10:31:02 am on
Tuesday 19 Mar 2024

The Feel of a Book
AJ Robinson

These days there are many eBook reading machines. My wife has a Kindle, there’s the new Kindle Fire and then there’s the Nook. There are also generic readers and I’ve even helped a couple people convert their books to various eBook formats. Yet, the feel of an actual, printed and bound, book sets it apart from all of these.

A while back, my daughter and I enjoyed an episode of the new “Dr Who” that was set in “The Library." As the Doctor said, it had no name, just a great big old “The” in front of it. It was an entire planet converted into a library. It was full of good old-fashion books.

Oh, would I have loved to wander through that place! As a kid, I always enjoyed going to Robbins Library in Arlington, MA, and the library in Oak Bluffs during the summer. Both were places where I could just lose myself for a few hours or a whole day in, well, anything.

At first, it was simple picture books and the odd Dr Seuss. Then it was easy chapter books and some nonfiction stuff. I loved history and science, so I’d check out books about early American history, Italy, and so on.

Some of the books were a little too complicated, for me at the time. Still, each one had great pictures, especially the art of Italy. If the book had pictures of Florence, where my mom was from, I truly loved it.

As an adult, I still enjoyed books and amassed quite the collection. One minus to books is their weight. My library was heavy! Normally, when you’re living in a house, that’s not an issue, but when you’re young and moving a lot, it is. Over time, I had to downsize my library, which hurt; giving up each book was like saying good-bye to an old friend.

Then transition occurred in to my relationship with books. I became a writer. At first, I tried my hand at a full novel. I had an idea I really wanted to put on paper. I did it, and that was about it; no agent or publisher would give me the time of day. Who was I to write a book? I had no credentials. My book sat on a shelf, so to speak.
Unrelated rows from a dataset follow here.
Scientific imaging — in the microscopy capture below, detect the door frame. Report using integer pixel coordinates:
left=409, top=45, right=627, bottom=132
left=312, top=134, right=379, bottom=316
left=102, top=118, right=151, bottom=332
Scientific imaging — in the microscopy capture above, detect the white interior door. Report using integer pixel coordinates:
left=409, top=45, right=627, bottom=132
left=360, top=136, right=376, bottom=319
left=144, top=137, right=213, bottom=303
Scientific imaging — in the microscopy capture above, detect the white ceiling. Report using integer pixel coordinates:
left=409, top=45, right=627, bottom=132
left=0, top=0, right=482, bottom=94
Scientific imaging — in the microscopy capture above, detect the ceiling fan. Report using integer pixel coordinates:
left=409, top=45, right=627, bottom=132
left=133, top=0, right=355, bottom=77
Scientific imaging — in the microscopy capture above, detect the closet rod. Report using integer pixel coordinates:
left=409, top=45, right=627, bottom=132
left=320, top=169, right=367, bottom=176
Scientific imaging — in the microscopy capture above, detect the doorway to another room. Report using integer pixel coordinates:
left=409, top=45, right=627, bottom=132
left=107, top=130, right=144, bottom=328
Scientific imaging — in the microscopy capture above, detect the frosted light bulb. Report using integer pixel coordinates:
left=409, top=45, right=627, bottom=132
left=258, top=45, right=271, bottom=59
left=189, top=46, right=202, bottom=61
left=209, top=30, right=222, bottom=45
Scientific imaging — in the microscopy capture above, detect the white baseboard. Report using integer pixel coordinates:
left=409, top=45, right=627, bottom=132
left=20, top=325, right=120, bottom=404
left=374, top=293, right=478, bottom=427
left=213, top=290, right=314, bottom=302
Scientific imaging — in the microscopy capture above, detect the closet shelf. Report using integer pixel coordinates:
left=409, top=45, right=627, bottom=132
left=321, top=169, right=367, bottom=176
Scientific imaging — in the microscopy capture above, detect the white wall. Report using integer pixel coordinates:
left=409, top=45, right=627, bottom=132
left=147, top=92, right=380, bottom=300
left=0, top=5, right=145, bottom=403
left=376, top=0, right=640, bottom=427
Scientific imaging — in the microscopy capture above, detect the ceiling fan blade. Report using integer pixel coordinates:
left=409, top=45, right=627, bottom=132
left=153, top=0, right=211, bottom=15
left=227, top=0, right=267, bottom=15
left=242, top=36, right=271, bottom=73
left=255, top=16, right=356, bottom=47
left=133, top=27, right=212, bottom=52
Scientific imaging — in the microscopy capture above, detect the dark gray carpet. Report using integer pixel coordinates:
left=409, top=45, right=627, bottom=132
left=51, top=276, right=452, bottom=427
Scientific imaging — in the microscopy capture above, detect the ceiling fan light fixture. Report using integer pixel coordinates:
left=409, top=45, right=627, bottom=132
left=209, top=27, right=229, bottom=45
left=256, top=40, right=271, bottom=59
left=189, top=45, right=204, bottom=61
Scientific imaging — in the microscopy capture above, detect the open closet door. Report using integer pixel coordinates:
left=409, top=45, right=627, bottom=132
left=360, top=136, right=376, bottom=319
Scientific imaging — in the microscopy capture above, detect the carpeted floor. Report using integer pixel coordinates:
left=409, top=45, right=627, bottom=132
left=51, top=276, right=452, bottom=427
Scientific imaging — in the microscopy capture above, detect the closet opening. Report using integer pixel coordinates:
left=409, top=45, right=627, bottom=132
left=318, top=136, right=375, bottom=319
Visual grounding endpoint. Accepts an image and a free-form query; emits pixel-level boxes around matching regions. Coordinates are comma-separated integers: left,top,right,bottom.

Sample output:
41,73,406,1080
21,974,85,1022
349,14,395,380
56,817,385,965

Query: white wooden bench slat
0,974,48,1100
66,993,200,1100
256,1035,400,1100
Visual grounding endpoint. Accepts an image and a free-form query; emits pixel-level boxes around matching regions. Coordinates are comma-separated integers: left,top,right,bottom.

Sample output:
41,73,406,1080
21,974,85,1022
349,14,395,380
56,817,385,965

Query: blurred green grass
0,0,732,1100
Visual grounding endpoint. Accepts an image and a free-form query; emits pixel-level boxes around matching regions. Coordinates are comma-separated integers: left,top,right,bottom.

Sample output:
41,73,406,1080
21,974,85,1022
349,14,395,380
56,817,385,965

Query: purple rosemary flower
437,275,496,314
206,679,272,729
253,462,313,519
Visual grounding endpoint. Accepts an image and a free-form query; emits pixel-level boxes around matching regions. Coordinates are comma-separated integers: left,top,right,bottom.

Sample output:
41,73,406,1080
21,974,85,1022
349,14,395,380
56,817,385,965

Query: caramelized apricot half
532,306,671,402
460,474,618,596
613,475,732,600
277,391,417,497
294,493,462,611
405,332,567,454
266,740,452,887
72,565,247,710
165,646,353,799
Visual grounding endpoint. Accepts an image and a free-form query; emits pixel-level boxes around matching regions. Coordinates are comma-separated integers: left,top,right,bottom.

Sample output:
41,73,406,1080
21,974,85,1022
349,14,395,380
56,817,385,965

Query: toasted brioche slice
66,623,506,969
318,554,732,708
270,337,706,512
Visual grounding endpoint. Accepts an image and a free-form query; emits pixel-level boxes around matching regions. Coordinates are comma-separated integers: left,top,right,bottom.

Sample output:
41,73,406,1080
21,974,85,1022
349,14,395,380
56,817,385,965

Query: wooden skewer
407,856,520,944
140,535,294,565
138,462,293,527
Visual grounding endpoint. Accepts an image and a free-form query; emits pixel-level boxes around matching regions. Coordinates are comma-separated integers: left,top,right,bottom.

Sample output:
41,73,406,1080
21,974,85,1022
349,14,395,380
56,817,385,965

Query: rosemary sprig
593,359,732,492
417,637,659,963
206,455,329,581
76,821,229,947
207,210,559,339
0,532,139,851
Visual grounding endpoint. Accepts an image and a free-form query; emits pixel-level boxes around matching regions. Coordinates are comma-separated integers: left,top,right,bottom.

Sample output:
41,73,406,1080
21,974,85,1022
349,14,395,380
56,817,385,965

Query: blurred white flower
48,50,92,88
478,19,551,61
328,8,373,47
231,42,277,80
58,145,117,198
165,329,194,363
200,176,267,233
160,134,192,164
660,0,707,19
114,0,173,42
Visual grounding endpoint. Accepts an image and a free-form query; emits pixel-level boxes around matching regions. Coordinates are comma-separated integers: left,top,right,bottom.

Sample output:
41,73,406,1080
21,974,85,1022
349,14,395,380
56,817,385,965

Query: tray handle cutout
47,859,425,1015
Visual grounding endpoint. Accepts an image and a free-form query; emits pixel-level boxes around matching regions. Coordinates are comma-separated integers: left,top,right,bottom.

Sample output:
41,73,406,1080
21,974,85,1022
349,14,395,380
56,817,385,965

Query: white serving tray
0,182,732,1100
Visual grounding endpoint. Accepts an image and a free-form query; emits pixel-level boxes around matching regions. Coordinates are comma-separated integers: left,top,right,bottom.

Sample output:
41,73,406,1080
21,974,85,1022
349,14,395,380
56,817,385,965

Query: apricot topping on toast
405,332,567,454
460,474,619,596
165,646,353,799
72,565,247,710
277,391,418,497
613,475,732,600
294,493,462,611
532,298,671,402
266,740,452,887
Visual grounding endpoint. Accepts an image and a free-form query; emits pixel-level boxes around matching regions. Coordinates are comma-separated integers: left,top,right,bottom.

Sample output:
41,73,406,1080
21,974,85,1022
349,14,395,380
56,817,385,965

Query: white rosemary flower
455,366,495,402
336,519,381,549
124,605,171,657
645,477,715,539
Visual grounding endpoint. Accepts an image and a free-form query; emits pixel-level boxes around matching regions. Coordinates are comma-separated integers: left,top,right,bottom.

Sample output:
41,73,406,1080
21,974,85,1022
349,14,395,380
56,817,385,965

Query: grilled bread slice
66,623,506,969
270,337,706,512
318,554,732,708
I started to learn more about writing. I branched out into short stories and articles, and I joined writers’ groups. One such group helped me with my first publication, a short story in their quarterly magazine.

I was a published author.

It wasn’t much, but it was my first credential. More followed, and then came the most important of all: a publisher accepted one of my novels. There was the submittal, the contract, the artist for the cover and the editing. Oh gawd, the editing was hell! Any writer will tell you, editing bites. I’d sooner eat eggplant parmesan every night for a week instead of deal with editing. Anyone who knows me will realize just what that means – as much as I hate that dish. Yet, the result made it all worth it. Finally, there came the day when I held MY book in my hand.

Yeah, the feel of that book was especially good.

Combining the gimlet-eye of Philip Roth with the precisive mind of Lionel Trilling, AJ Robinson writes about what goes bump in the mind, of 21st century adults. Raised in Boston, with summers on Martha's Vineyard, AJ now lives in Florida. Working, again, as an engineeer, after years out of the field due to 2009 recession and slow recovery, Robinson finds time to write. His liberal, note the small "l," sensibilities often lead to bouts of righteous indignation, well focused and true. His teen vampire adventure novel, "Vampire Vendetta," will publish in 2020. Robinson continues to write books, screenplays and teleplays and keeps hoping for that big break.